What brings this burgeoning tumult of rapturous insight, the unknowable depths of which into it appears I have not so much fallen as leapt? Like a heretic sentry from his all-seeing, overlooking formation suddenly shot alive with option of startling contrary, and broken the spell of the deepest convictions of his identity; neither with the clearest rationale behind the impulse or its outcome concerned, perhaps thrice as bound by convinced he is not, and plummets so, individual.

Although I am already aware the dreadfully unavoidable truth of impact, if incompletely the origin of lure, – of what I ask myself most intimately regarding this strange new temptation that has never till now been attractive, I manage still to salvage some distortion to the facts as pleases but harmfully.
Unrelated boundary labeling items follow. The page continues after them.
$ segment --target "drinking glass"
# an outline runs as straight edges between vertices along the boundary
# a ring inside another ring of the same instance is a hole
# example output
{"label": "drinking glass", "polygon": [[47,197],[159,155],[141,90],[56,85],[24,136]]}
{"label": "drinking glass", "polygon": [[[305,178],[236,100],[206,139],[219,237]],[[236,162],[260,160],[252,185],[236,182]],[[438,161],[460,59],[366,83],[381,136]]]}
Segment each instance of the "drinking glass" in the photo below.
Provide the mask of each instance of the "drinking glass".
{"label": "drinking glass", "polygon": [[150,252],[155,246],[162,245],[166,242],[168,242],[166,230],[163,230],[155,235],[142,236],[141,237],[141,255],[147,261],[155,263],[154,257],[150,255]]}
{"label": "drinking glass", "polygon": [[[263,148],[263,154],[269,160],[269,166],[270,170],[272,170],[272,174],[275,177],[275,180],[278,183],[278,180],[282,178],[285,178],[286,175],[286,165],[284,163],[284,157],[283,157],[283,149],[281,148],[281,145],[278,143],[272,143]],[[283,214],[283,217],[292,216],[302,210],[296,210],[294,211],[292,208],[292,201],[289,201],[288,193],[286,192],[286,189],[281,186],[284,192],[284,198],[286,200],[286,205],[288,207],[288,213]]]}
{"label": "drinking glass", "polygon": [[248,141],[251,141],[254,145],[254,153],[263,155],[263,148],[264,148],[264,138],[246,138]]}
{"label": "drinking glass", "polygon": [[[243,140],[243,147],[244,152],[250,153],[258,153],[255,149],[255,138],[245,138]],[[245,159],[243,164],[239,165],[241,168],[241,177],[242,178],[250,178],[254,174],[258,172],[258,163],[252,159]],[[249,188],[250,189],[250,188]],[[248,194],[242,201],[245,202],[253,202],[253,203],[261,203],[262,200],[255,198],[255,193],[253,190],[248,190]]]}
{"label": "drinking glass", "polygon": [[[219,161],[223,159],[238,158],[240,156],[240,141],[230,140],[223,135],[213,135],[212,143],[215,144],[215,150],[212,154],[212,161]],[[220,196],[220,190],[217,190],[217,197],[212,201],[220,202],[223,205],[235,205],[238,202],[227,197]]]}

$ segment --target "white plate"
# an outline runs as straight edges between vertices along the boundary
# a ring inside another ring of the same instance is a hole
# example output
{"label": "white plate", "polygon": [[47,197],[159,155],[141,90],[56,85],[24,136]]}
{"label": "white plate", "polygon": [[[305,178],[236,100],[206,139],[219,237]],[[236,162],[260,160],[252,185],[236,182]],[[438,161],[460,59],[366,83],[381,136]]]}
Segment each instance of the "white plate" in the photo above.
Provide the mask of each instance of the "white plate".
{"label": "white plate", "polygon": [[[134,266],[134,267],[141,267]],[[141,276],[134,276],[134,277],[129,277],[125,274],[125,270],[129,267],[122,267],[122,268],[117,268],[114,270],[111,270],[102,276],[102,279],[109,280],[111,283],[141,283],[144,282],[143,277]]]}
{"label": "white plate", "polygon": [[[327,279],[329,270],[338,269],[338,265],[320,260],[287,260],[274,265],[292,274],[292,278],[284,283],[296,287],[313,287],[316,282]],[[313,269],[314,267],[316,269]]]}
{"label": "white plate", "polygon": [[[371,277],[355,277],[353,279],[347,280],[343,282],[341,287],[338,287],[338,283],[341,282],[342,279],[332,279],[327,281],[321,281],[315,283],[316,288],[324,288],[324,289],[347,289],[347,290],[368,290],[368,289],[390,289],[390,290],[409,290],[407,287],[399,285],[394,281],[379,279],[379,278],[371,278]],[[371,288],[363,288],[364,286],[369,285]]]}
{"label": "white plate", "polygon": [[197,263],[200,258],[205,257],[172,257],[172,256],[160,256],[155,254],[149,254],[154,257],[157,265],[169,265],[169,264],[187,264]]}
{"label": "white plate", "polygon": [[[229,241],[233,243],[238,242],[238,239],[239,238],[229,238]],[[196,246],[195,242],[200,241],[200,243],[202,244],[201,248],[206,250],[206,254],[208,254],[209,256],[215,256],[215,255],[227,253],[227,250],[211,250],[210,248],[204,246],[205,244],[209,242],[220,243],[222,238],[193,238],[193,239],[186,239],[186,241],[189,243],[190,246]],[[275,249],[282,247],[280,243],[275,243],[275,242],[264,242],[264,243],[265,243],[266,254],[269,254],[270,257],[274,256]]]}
As it is in the Nature of emotional pleasures, by instantaneity satisfied and begun so forth. And of this may I have grounding, but no immunity. Else I could temper my zeal to eloquence, and discourage the course of desire in the blood, that pools a conjuring of her reputation to my heart; might I know then a morning absent of mourning the memory of that split second of forever under the peaceable govern of sleep, near about the period, I estimate, to be the first stir of arousal, – with bursts and fragments of alert consciousness only afterward recognised to have been. All contained in the prior-hood of slumbers end, following which quickly realises that the world-stopping kiss that affects my awakening is in fact a figments wrath in dream. And each day thus begins in this deficit, perceiving a loss where does not truly occur, only ill value-judgements make it so. If It were instead, as palpable in advance, as it is plainly visible to sight, – some haze or flinched at heat given off from the coming fire, – the ruinousness and verity of my inventions mockery that am unable to affront quite so perfectly as I abide with curious abandon, I might then predict futility in hoping and the pain of its outrage with no need of the experience hitherto. Yet the source, I can apply no logic to solving that is not diluted by my biased inclination to the joyous feeling of anticipating what may be felt potentially, as persisted in so many decorative accounts thereof however much here is evidencing no prospects but of an upset. She has become a strife, this convenient apparition, by numbing the actual strife thusly that needs her. An illogical, circular, self-crafted, self-effacing system of nutritive ruin, to which yet as much logical, reasoned and sound remedy dresses equally resists.

Though I urge forgetfulness in me, or attempt to recollect that resilience of yesterday that perhaps shone in one brilliant moment of mindless tenacity, – rathering instead the composite mettle to withstand than to without, and no such stuff discovering in the face of inevitable consequence, is all too much for my strength to reason. For Reason her dear eyes bend, and apace have I gone already to bend a reconciliation for it.

154: Always, like this

What seems to assemble with delicate coincidence, scatters with severest purpose.